Guilherme Pimentel, agente da Defensoria Pública do Rio de Janeiro, relatou que muitas mensagens foram recebidas nas primeiras horas da manhã. Diante das mensagens desesperadas de moradores, a equipe esteve presente na Penha. “Entramos em contato com os órgãos de controle das forças policiais e pedimos providências. Essa violência (operação) estava atingindo a população como um todo. Inclusive, com o fechamento de escolas, unidades de saúde, comércio e impedindo as pessoas saírem para estudar, para trabalhar”.

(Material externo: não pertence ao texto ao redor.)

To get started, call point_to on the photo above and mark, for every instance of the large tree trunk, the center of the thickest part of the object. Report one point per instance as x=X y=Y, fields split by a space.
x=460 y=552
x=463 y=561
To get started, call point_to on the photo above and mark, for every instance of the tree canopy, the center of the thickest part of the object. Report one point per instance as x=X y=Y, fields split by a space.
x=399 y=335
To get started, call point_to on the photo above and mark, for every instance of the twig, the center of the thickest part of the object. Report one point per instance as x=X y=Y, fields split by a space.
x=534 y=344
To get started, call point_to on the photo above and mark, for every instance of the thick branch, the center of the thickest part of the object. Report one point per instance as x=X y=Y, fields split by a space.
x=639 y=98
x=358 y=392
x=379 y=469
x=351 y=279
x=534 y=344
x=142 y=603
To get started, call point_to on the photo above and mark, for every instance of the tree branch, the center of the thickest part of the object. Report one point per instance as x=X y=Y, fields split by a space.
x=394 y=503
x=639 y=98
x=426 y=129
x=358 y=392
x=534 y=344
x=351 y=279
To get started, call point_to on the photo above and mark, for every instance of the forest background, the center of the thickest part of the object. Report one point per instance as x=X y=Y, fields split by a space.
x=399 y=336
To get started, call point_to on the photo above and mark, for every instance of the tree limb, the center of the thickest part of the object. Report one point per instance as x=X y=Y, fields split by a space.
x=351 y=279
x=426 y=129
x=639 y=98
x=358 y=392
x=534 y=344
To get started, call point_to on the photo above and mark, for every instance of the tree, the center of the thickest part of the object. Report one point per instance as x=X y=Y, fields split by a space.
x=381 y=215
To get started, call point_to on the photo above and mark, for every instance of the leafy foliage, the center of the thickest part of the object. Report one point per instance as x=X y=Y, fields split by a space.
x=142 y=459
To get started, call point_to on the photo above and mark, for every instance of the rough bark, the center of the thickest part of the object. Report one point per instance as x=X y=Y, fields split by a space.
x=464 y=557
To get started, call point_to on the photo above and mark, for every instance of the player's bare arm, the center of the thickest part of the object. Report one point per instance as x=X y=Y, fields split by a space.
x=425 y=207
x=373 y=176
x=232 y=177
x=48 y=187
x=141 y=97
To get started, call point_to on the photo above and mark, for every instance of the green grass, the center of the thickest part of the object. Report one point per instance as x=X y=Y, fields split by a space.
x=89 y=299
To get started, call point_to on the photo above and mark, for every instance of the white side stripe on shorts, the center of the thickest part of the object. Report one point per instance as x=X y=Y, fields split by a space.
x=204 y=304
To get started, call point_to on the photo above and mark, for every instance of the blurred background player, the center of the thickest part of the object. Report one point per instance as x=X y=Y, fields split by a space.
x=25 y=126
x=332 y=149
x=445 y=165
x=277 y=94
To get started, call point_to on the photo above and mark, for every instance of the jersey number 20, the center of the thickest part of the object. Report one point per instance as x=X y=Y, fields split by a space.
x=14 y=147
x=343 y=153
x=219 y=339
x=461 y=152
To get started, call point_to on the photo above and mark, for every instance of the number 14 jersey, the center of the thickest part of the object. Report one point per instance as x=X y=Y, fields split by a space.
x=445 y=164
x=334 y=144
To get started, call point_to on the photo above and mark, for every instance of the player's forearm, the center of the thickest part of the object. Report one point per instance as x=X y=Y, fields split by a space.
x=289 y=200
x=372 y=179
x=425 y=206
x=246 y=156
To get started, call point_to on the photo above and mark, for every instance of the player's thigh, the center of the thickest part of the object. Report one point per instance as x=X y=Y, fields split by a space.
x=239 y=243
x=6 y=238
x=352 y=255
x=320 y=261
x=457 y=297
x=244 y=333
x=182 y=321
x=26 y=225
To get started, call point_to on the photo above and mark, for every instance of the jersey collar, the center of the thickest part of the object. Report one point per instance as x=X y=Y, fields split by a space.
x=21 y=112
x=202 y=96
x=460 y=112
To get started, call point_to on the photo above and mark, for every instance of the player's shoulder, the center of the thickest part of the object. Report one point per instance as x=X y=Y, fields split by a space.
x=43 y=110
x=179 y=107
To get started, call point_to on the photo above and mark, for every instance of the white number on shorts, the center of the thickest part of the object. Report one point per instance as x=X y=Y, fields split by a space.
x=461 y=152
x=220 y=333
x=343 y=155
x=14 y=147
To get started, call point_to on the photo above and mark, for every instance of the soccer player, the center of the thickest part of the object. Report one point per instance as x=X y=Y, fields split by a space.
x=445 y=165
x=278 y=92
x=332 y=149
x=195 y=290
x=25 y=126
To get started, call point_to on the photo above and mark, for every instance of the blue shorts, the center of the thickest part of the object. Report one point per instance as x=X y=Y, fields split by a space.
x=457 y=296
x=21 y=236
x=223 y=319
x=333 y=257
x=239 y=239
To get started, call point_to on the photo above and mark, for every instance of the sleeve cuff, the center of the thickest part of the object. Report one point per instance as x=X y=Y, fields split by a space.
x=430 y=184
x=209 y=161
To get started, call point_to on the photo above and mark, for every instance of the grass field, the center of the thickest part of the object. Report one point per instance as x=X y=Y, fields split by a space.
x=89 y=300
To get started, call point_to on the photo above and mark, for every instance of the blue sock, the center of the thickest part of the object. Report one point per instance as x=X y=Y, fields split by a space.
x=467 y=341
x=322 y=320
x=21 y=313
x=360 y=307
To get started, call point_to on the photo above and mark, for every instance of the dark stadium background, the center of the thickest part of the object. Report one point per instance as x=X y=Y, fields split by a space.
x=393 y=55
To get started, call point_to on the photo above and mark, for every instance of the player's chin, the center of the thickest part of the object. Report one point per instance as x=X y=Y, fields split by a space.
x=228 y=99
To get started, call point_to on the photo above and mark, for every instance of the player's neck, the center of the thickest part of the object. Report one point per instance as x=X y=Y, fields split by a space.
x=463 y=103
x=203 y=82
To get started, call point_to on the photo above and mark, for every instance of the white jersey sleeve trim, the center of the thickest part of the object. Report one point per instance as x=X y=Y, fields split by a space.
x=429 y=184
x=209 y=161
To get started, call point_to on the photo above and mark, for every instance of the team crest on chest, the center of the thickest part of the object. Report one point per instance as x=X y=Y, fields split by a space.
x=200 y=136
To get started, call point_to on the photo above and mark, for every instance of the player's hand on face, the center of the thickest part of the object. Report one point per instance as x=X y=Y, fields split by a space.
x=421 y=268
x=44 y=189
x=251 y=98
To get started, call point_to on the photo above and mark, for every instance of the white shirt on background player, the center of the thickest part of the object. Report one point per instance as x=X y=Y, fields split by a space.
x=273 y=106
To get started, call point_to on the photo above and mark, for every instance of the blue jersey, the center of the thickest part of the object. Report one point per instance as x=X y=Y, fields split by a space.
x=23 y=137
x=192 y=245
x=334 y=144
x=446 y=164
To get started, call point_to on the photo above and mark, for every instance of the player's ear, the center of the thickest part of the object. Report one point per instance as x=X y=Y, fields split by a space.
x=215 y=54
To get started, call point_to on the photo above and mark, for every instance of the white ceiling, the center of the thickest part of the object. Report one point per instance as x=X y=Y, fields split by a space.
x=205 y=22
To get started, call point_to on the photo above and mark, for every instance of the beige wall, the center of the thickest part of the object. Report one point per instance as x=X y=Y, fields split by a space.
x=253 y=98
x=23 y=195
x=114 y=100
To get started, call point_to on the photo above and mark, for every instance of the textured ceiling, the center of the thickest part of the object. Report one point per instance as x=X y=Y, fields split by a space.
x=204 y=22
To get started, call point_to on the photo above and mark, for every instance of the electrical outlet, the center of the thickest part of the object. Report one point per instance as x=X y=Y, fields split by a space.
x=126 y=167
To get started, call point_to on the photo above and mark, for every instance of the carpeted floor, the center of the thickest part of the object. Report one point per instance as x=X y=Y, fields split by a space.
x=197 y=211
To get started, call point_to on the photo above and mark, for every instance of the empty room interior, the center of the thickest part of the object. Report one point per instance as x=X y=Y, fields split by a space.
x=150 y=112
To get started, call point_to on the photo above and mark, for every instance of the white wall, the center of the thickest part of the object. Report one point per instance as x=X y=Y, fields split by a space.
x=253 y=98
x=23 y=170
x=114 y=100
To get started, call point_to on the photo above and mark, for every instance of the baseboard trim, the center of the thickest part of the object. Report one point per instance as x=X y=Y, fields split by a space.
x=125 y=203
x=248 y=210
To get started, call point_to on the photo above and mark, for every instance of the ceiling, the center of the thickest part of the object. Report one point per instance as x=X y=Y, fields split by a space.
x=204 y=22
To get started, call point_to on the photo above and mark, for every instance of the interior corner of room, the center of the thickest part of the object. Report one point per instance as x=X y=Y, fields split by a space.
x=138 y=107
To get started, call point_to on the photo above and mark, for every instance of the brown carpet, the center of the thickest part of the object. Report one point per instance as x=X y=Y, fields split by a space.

Guilherme, em seguida, classificou a operação como “caçada humana” e criticou a atividade policial dentro de favelas do Rio de Janeiro. “Uma vez que as famílias ficam no meio desse fogo cruzado, se sentindo inseguras, deitadas no chão, se escondendo dentro do banheiro, dentro de cômodos mais afastados da área externa, como fica a integridade física e mental dessas pessoas? Esse tipo de operação, que jamais seria naturalizado nos bairros nobres da cidade, também não pode ser naturalizado dentro das favelas”.
Cecília Olliveira, diretora executiva da plataforma Fogo Cruzado e jornalista especializada em segurança pública, também falou a respeito da incursão policial. “Essa é a sexta chacina policial em 2022 na Zona Norte do Rio (…) Qual seria o ganho que a gente tem com operações como essa, que são o centro da política de segurança pública?”. Ela faz um questionamento quanto às ações policiais diante do cenário da segurança pública e reflete que o estado apenas perde ante à barbarie como a que atingiu o Complexo da Penha. “Quando você olha para o outro lado, a gente tem muitos danos. Muitos danos como Gabriele, que foi morta logo no começo da operação. Aí entra para a estatística como mais uma vítima de bala perdida. E como fica a família da Gabriele? Quantas Gabrieles a gente já viu, a gente tem visto, a gente ainda vai ver?”, finaliza.
Atualização segundo a Polícia Civil
A Polícia Civil informou nesta quinta-feira (26) que o número de mortos na chacina na Penha é de 23, ao invés de 26. O Instituto Médico-Legal explicou, de acordo com G1, que três mortos atribuídos à incursão policial vieram, na verdade, de um confronto no Morro do Juramento.